Reputation: 6196
My question pertains to using a file descriptor which could be stdin or an opened file.
I am trying to figure out:
cin >> x
wait for user input, but fgets(line, len, file)
on an opened file never stalls to my knowledge. (I know stalling would not make sense for reading a file, but I'm trying to figure out how streams work here.)Upvotes: 0
Views: 130
Reputation: 490538
Fundamentally there's no difference between reading using cin
(or another istream
) vs. fgets
(or fscanf
, etc.)
In both cases, if you read from standard input, they'll stall waiting for input, and return EOF when they receive the correct indication that standard input has reached end of file (e.g., ctrl+d on Linux, ctrl+z or F6 on Windows). Of course, if standard input is redirected to a file, the program will sense end of file just like it normally would.
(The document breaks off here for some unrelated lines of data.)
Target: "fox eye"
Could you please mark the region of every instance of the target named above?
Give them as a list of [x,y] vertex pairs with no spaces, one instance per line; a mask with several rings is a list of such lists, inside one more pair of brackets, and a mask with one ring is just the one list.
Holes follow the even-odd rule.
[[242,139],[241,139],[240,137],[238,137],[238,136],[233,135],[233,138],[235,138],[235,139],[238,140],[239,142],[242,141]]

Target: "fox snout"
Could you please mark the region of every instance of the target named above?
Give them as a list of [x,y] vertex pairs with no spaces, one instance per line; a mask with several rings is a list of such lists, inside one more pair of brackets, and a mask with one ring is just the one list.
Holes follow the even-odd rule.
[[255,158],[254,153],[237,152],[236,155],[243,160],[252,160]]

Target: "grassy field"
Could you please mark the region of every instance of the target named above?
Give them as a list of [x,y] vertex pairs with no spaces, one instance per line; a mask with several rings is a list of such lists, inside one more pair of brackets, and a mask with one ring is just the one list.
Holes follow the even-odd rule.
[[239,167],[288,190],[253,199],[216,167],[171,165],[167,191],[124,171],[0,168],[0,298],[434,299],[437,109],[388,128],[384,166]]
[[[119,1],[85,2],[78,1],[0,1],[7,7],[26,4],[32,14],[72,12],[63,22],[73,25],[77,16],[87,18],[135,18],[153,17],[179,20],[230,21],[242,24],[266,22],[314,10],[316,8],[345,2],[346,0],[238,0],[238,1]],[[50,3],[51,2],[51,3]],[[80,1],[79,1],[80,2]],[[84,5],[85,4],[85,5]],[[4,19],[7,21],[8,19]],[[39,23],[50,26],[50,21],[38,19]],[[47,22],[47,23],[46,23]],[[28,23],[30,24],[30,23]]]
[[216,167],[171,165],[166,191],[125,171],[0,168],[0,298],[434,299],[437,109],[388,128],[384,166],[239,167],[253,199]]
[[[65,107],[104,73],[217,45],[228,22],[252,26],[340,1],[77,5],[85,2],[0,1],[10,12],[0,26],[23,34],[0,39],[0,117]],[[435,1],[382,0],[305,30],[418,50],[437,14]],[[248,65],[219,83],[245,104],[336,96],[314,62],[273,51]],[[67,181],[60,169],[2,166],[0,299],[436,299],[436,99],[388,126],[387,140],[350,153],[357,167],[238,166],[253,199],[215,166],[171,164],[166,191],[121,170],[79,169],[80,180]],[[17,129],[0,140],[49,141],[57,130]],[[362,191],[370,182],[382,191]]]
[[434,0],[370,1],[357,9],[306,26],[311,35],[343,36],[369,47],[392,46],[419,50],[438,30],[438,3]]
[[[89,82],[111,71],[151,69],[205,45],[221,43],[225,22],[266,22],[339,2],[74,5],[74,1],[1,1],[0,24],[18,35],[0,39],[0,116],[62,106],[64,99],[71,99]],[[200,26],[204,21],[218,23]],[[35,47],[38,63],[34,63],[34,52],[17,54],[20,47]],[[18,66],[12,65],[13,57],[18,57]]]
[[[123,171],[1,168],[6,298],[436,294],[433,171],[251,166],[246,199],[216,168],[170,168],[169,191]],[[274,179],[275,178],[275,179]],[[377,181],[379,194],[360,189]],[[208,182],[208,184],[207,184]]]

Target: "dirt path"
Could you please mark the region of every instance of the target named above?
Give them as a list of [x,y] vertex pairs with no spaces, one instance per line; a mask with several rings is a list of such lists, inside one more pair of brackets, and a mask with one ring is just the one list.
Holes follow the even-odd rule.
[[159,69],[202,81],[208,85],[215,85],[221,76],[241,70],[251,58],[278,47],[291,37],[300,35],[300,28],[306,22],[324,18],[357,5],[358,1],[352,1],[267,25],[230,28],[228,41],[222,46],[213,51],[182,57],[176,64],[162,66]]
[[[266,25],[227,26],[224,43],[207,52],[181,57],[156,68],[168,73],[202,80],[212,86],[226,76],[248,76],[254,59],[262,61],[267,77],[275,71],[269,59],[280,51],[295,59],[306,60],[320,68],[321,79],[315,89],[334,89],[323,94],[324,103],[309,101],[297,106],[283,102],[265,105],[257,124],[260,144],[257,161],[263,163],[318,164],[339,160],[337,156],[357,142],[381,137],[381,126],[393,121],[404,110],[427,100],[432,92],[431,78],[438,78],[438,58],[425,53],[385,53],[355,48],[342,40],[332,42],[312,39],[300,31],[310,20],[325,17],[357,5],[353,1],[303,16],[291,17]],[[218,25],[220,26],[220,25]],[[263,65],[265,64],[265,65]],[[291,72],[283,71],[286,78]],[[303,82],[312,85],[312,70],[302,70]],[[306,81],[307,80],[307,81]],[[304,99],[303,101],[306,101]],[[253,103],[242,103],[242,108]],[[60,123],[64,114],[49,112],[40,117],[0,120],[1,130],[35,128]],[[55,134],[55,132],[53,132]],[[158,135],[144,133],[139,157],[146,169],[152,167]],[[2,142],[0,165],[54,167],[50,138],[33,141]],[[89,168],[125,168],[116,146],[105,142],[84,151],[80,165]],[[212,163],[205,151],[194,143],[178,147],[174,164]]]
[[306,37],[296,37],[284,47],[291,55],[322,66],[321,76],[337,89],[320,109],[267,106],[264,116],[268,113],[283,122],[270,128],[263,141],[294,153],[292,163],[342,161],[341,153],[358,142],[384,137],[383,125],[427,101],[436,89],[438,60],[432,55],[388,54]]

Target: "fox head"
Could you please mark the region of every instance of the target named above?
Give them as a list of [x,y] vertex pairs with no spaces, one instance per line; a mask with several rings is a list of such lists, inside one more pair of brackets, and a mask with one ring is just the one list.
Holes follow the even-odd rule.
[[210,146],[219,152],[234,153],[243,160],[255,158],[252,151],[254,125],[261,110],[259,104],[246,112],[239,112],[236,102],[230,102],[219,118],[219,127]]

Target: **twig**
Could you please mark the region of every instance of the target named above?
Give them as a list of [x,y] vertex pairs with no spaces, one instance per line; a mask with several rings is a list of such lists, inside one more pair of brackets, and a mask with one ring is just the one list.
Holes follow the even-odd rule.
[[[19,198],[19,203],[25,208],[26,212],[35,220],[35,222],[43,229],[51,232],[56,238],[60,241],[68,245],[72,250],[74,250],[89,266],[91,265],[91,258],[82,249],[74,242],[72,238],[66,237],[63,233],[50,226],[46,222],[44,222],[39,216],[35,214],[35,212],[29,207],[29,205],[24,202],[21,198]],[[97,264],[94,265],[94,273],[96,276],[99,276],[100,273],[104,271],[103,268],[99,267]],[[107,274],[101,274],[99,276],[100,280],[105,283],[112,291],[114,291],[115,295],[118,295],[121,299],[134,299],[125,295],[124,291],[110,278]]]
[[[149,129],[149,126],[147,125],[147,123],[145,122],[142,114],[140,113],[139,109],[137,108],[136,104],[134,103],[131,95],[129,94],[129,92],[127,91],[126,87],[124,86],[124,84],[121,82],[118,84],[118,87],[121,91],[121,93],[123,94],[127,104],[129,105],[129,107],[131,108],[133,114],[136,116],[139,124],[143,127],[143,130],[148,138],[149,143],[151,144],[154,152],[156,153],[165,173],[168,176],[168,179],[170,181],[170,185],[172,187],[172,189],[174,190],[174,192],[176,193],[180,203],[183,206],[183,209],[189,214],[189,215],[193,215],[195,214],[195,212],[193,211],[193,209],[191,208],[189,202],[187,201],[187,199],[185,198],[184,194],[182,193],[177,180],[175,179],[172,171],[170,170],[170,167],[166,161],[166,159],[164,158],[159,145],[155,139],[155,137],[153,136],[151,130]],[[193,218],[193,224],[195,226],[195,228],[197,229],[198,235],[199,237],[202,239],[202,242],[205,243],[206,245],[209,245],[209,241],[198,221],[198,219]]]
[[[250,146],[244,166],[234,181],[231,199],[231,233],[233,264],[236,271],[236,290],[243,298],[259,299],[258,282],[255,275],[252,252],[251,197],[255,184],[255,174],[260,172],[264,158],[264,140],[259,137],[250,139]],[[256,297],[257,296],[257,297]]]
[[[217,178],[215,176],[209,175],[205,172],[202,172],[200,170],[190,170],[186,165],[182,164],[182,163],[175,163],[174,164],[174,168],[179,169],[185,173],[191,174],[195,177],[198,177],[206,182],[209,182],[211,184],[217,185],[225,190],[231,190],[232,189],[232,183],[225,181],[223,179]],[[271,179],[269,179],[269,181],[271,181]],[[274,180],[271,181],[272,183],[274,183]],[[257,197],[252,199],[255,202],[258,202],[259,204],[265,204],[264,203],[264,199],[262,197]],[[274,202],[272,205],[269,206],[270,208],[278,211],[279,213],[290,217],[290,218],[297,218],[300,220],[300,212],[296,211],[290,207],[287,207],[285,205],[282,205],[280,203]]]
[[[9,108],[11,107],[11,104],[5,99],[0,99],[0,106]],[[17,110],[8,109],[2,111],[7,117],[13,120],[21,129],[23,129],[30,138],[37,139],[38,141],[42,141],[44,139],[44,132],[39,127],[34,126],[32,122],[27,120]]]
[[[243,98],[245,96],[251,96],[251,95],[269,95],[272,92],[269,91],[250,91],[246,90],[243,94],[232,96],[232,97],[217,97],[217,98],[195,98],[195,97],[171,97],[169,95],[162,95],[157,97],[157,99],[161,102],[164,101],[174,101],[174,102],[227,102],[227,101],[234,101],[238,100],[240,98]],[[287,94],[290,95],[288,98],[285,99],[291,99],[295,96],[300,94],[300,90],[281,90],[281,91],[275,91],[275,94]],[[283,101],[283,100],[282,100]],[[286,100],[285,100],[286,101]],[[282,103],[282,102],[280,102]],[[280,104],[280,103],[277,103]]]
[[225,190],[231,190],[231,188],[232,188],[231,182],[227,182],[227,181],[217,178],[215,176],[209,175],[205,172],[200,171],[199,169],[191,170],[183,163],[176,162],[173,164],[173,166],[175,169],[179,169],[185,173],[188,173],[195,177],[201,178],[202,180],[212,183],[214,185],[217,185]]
Likewise, in both cases, they actually are stalling while reading data from a file on disk--but at least in a typical case, the still be on the order of tens of milliseconds, so a person typically won't perceive it. Nonetheless, yes, when the CPU issues a read command to the drive controller, there's an extremely long pause (in terms of number of CPU clock cycles) before the data arrives from the disk drive. In a few cases, you can get long enough delays when reading from a file that they become human perceptible, or could even involve human intervention. It's pretty rare now, but once upon a time, reading a particular file could involve something like an operator mounting a tape.